À l’instar de la structure du livre d’André Vésale auquel son titre fait référence, De Humani Corporis Fabrica devait être découpé en sept séquences tournées dans sept pays et montrant sept opérations chirurgicales concernant différentes parties de l’anatomie (le squelette, les muscles, les viscères, le cerveau, le système nerveux, le système sanguin, le système respiratoire). Mais les réalisateurs ont abandonné cette idée, trop complexe à mettre en œuvre et qui risquait de figer leur approche.

Après s’être intéressé au cannibal japonais Issei Sagawa dans Caniba, Verena Paravel et Lucien Castaing-Taylor filment le corps humain comme on ne l’a jamais vu. « Comme dans nos autres films, on se tient à un seuil entre la beauté et l’horreur« , affirme Paravel. Le duo cherche toujours à réinterroger les tabous, à expérimenter pourquoi et en quoi il y a des interdits, des refoulements. Avec De Humani Corporis Fabrica, il s’agissait de se confronter à notre propre finitude, « au double sens du rapport à la mort à venir inéluctablement et de la clôture de chaque corps : clôture qui désigne à la fois le corps physique, l’enveloppe que nous vivons étanche de notre peau, et l’individu comme valeur, peut-être surévaluée, ou qui dissimule combien nous sommes aussi des êtres collectifs« .

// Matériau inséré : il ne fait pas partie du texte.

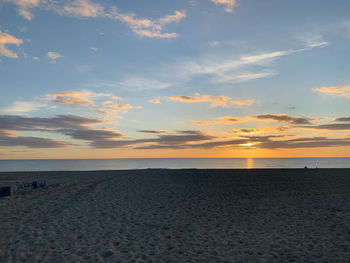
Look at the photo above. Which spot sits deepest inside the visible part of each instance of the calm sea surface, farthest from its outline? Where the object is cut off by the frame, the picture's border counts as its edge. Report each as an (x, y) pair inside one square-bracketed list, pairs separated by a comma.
[(123, 164)]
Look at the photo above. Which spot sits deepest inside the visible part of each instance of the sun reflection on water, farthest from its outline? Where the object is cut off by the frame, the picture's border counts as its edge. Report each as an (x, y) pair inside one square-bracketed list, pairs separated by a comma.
[(250, 163)]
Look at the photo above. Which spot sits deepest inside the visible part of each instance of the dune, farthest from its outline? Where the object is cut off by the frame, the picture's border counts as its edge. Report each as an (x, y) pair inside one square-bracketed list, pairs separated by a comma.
[(277, 215)]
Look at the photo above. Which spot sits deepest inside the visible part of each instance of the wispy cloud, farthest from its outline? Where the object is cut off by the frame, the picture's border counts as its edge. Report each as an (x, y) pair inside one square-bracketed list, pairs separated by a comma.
[(23, 107), (53, 55), (343, 119), (81, 8), (73, 98), (221, 120), (244, 68), (219, 101), (145, 27), (24, 7), (340, 91), (141, 83), (155, 101), (229, 4), (7, 39), (284, 118)]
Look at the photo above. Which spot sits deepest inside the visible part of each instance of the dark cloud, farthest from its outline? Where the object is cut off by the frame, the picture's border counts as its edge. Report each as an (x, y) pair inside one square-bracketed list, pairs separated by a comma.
[(284, 118), (91, 134), (31, 142), (343, 119), (181, 139), (333, 126)]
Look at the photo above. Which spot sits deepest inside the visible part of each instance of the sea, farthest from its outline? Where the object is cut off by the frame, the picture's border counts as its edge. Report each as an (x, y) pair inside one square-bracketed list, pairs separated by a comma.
[(171, 163)]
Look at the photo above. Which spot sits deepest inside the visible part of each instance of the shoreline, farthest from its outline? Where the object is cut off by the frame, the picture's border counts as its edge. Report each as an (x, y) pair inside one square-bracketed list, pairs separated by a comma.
[(196, 215)]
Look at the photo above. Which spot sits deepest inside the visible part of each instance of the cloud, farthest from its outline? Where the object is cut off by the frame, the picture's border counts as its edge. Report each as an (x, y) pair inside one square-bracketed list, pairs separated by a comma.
[(140, 83), (340, 91), (180, 140), (20, 107), (315, 142), (91, 134), (155, 101), (242, 103), (241, 69), (332, 126), (313, 41), (30, 142), (345, 119), (152, 132), (53, 55), (148, 28), (229, 4), (82, 8), (7, 39), (117, 107), (24, 6), (73, 98), (19, 123), (220, 101), (142, 27), (284, 118), (221, 120)]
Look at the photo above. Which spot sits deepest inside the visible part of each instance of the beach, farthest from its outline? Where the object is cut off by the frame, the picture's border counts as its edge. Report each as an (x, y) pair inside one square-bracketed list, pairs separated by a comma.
[(160, 215)]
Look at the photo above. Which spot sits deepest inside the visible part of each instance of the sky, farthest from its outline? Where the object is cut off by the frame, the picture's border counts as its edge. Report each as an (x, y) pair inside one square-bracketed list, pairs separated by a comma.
[(174, 79)]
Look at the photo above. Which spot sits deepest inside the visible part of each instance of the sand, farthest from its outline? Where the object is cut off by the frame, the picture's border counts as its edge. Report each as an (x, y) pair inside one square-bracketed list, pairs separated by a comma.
[(178, 216)]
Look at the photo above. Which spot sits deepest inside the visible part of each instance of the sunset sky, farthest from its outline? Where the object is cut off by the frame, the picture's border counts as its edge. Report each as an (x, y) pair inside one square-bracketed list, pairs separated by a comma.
[(184, 78)]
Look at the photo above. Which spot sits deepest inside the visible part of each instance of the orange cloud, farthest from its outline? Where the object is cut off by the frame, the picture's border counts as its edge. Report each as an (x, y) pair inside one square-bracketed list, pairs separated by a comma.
[(146, 27), (220, 101), (242, 103), (117, 107), (229, 4), (342, 91), (155, 101), (74, 98), (221, 120), (7, 39), (24, 6)]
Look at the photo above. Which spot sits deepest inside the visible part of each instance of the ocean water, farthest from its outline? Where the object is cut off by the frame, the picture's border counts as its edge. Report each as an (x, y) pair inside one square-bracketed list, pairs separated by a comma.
[(178, 163)]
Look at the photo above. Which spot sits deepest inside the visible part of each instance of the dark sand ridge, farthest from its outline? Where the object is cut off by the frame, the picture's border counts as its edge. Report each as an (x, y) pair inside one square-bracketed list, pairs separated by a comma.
[(280, 215)]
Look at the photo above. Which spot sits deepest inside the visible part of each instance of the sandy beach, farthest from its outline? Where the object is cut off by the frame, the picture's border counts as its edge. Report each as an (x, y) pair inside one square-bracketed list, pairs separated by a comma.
[(276, 215)]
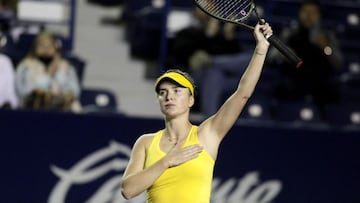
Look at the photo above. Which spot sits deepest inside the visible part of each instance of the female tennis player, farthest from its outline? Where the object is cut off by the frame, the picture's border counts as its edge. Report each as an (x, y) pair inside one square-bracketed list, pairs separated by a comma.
[(175, 165)]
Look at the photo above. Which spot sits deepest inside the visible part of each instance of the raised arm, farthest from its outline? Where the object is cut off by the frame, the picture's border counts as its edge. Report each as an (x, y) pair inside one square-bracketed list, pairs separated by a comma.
[(137, 179), (219, 124)]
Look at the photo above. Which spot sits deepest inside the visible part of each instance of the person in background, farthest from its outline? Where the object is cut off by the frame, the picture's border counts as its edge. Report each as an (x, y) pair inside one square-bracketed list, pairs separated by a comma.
[(319, 49), (45, 80), (8, 99)]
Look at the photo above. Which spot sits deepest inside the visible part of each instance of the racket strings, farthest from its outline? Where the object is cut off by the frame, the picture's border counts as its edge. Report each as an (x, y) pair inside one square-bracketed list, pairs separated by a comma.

Au-delà des images chocs, le film montre la fragilité « de notre état sanitaire, à toutes les échelles, individuelles, familiales, amicales, et jusqu’au niveau de la planète. » Une vulnérabilité renforcée par la pandémie de Covid-19. Lucien Castaing-Taylor précise : « Le film voudrait inciter aussi à penser autrement à notre corps individuel et collectif, et aussi aux relations aux autres espèces – pas seulement les virus, qui sont à la fois à l’intérieur et à l’extérieur de chacun(e), mais l’ensemble des êtres. C’est une des dimensions politiques du film.« 

Les réalisateurs ont obtenu un accord de principe, sans contrepartie, de la direction des Hôpitaux du Nord de Paris pour pouvoir tourner. Ils ont été eux-mêmes étonnés de la bienveillance avec laquelle ils ont été reçu par les médecins et le personnel soignant. Il en a été de même pour les patients, comme l’explique Lucien Castaing-Taylor : « Surpris que notre présence soit non seulement acceptée, mais souvent souhaitée, nous avons réalisé que nous étions fréquemment perçus comme des sortes de témoins protecteurs, que notre présence, celle d’un tiers absolument pas lié à la pathologie, les rassurait. Y compris au cours des anesthésies, lorsqu’ils sont dénudés, sans défense.« 

Les réalisateurs ont d’abord essayé plusieurs modèles de caméras endoscopiques, mais elles manquaient d’autonomie car elles devaient rester attachées à une colonne ou à une prise. Désireux d’être plus libres dans leurs mouvements, ils ont demandé à un ami à Zurich, Patrick Lindenmaier, et à sa société, Andromeda, de leur fabriquer une très petite caméra avec une esthétique très proche de celle des optiques médicales, mais qui était complètement autonome. Lucien Castaing-Taylor précise : « Il s’agit d’une version modifiée d’une “ lipstick camera ”, matériel de prise de vue très petit et maniable, de la taille d’un bâton de rouge à lèvres. Pratiquement tout ce qui est filmé par nous l’a été avec cet appareil, qui donne aux images une plasticité qui les lie aux images filmées à l’intérieur par les outils des médecins et des chirurgiens, et qui constitue près de la moitié du film. Le but est d’inviter à percevoir les liants et les affinités entre intérieur et extérieur, entre corps du patient et corps médical« . Ils ont aussi utilisé les caméras scialytiques installées au-dessus de la table d’opération et qui enregistrent tout ce qui se passe, à des fins d’archives, d’enseignement, éventuellement aussi judiciaires, ainsi que des images filmées à l’intérieur des microscopes.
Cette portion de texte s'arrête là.